What Imposter Syndrome actually is is feeling like nothing you accomplish is actually worth anything and that everything you've achieved is because of luck, not because of the work you put into it. It's always feeling like you're going to be exposed or found out for not actually being as intelligent or successful as you seem or as you say you are.

But how does this manifest in everyday life you ask? Well, of course, I am here to provide some examples.

Whenever I have a project due in one of my journalism classes, I make sure to listen to the instructions when it's being introduced. I always go back and read over the syllabus when completing my projects. I take the tips and tricks into account. I follow all of the guidelines I was given and I always try to put my best foot forward. Yet, I still always feel like I'm doing everything incorrectly or that I'm forgetting something.
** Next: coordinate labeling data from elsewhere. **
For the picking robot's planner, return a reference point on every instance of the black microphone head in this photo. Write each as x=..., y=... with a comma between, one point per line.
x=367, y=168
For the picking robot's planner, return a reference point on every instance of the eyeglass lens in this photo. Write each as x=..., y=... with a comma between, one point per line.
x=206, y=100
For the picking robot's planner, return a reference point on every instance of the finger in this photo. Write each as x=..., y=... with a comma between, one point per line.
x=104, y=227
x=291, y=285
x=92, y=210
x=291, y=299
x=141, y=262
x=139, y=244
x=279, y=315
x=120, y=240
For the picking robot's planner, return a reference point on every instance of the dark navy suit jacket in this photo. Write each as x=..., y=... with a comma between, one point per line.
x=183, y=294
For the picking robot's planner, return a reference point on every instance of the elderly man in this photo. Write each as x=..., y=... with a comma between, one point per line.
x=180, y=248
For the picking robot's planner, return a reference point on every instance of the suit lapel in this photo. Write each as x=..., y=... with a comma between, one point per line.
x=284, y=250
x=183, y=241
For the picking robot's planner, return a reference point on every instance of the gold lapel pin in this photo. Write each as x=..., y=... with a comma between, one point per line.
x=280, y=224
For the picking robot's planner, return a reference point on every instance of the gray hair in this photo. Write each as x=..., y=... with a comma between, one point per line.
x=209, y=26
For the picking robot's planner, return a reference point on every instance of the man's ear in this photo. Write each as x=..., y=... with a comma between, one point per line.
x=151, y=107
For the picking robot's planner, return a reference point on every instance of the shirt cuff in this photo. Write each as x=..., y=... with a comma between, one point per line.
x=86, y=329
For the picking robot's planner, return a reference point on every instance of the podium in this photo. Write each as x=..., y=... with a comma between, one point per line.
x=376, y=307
I feel like no matter what my professor is going to hate it and I'm going to get a bad grade.

Or it can manifest as whenever I try to apply for a job I have a hard time describing my skills or past work experience because I feel like I haven't really done anything relevant. I also don't really feel like I have many skills if any. I always remember that someone is going to have more experience or a better portfolio or a better resume. Whenever I remember that it can leave me feeling inadequate and like I don't belong. Like everyone else is a hireable employee and like I'm a poser.

I think this has a lot to do with the fact that, as a woman, you're socialized to put other people's needs and wants before your own whether that be celebrating other people's accomplishments or helping other people bounce back from failure. But you never really gain the skills to be that same support for yourself, at least not without years of work and undoing the internalized misogyny you've faced. Also because we've been socialized this way it can leave you feeling like you don't deserve anything good because the people around you haven't gotten there's yet. And that can be extremely difficult to break through.

As for people of color, because we're taught by older generations that we always have to work twice as hard to get half as far as white peers, we're always so used to exerting so much energy. But the moment you actually get recognized for your hard work can be jarring because you might feel like you weren't working as hard you could be and don't deserve it. Or that you got lucky this time but soon everyone is gonna find out the truth and you're gonna be exposed as a fraud or an underachiever.